I would like to test your repo however I need demo for full vtt export

Could you release a demo source code that can output vtt file ? it can have both fixed and raw output of whipser for comparison

Moreover, I have added you from linkedin if you accept i appreciate : https://www.linkedin.com/in/furkangozukara/

One final thing. I am also very interested in stable diffusion and preparing tutorial videos. I hope that you consider adding my tutorial videos to readme here : https://huggingface.co/runwayml/stable-diffusion-v1-5

And perhaps open back this topic so people can learn? thank you : https://huggingface.co/runwayml/stable-diffusion-v1-5/discussions/66

Patrick von Platen · Answer 1 · Mon Jan 16 2023 21:21:57 GMT+0800 (China Standard Time)

For a demo, please have a look at: https://github.com/huggingface/speechbox#web-demo

It would be nice to not conflate diffusion models with this library.
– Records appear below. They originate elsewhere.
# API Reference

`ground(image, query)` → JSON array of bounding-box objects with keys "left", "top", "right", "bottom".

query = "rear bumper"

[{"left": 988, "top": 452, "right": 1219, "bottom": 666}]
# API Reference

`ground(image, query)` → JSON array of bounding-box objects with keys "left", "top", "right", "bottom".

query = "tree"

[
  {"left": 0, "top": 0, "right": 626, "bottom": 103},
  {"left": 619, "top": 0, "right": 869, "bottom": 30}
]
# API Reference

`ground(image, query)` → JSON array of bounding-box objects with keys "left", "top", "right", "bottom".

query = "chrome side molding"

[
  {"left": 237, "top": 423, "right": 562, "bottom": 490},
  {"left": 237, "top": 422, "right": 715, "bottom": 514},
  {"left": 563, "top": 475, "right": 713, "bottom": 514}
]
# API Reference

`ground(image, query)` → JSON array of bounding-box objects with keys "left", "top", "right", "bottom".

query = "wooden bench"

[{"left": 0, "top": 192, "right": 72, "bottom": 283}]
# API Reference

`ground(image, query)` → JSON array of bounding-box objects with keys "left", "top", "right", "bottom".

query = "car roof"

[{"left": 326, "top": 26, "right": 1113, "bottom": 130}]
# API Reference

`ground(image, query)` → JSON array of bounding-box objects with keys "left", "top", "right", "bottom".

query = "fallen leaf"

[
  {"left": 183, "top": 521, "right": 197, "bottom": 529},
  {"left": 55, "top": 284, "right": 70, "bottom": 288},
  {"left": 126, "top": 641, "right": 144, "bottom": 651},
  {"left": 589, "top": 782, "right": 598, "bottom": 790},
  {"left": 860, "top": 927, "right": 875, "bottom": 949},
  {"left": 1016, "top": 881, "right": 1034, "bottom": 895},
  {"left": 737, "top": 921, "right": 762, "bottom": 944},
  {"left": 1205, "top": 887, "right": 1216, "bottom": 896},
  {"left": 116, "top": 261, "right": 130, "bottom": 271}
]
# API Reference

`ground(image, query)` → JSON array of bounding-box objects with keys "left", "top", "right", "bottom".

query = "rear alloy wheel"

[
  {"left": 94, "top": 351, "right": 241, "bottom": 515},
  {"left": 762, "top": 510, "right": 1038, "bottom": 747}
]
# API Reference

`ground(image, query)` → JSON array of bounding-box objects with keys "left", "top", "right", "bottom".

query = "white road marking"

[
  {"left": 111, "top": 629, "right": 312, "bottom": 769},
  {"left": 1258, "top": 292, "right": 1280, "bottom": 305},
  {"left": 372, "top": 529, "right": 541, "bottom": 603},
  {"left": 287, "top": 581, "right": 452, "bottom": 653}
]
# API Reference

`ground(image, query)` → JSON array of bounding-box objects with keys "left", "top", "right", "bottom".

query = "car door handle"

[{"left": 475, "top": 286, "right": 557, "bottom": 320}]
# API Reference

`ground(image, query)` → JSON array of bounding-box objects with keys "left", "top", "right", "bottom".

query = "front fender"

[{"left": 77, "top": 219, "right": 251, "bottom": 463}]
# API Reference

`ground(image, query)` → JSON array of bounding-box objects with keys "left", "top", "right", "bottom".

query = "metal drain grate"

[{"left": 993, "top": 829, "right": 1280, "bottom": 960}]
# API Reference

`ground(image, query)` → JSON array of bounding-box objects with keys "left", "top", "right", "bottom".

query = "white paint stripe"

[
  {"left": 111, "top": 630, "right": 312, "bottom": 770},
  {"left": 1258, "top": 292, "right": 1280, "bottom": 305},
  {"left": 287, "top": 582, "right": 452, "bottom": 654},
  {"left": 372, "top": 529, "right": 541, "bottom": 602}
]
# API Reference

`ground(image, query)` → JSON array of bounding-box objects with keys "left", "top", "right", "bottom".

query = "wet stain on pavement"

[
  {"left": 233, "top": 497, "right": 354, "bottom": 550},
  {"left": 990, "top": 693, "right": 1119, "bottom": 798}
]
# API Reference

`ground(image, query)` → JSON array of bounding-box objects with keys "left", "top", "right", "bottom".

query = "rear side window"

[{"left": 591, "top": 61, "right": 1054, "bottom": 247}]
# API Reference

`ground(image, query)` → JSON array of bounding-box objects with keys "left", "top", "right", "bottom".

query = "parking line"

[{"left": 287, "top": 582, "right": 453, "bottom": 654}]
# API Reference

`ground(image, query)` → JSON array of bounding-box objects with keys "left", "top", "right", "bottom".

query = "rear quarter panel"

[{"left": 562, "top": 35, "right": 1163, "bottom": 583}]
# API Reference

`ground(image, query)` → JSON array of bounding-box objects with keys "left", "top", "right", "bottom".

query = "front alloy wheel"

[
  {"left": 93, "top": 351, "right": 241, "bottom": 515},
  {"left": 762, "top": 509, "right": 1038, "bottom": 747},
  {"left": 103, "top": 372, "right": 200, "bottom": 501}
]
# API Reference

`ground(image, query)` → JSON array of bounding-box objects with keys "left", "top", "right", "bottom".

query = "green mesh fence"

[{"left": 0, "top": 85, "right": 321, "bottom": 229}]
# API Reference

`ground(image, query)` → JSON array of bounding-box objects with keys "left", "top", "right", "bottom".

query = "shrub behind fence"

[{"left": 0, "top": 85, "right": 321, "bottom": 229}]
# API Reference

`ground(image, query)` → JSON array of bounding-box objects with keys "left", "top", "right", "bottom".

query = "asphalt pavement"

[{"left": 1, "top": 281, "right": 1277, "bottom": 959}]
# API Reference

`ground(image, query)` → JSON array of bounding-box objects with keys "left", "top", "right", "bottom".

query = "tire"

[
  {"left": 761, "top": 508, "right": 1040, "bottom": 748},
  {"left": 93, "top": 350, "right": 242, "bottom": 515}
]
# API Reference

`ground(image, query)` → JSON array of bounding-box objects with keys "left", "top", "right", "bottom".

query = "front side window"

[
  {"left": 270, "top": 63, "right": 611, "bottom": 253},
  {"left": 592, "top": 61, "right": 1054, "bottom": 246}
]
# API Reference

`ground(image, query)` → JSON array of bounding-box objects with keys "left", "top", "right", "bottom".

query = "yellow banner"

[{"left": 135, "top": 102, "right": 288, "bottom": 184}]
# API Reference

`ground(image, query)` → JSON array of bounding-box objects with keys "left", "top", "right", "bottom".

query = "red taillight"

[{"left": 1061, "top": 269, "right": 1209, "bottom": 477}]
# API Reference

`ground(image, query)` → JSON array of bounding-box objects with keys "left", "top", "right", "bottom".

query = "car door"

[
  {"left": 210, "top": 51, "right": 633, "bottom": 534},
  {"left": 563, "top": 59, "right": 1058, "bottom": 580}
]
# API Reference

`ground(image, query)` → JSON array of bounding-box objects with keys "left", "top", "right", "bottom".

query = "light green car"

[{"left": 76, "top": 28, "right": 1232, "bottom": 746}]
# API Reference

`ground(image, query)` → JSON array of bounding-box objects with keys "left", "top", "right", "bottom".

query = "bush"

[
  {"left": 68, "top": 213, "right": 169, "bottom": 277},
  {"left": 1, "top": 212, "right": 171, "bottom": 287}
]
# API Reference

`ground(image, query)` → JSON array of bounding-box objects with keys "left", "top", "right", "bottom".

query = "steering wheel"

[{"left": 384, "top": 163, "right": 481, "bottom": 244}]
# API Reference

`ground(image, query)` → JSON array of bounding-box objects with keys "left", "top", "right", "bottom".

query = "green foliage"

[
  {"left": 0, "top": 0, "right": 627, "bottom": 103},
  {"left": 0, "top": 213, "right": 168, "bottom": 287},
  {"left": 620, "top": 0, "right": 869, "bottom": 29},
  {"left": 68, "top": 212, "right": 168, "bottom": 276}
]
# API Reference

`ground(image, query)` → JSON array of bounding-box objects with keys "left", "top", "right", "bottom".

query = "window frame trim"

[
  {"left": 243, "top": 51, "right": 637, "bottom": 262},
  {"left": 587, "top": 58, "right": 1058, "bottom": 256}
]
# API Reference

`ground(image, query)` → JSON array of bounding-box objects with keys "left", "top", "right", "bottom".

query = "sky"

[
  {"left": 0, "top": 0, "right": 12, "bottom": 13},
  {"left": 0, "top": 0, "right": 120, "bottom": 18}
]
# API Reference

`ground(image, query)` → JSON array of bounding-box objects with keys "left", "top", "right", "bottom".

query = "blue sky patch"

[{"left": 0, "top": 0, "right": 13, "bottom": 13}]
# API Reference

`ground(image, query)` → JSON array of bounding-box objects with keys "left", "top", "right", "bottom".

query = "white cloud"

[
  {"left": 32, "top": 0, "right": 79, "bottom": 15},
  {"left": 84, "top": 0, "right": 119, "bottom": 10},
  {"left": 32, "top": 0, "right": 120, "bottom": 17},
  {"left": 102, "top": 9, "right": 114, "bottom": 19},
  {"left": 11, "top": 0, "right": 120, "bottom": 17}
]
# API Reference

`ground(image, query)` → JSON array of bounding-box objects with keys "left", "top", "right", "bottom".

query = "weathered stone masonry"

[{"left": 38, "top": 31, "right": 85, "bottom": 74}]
This library is not about diffusion models, but about speech models.

Furkan Gözükara · Answer 2 · Mon Jan 16 2023 21:43:01 GMT+0800 (China Standard Time)

For a demo, please have a look at: https://github.com/huggingface/speechbox#web-demo

It would be nice to not conflate diffusion models with this library. This library is not about diffusion models, but about speech models.

Thank you I already saw the demo. But how to get subtitle formatted outputs?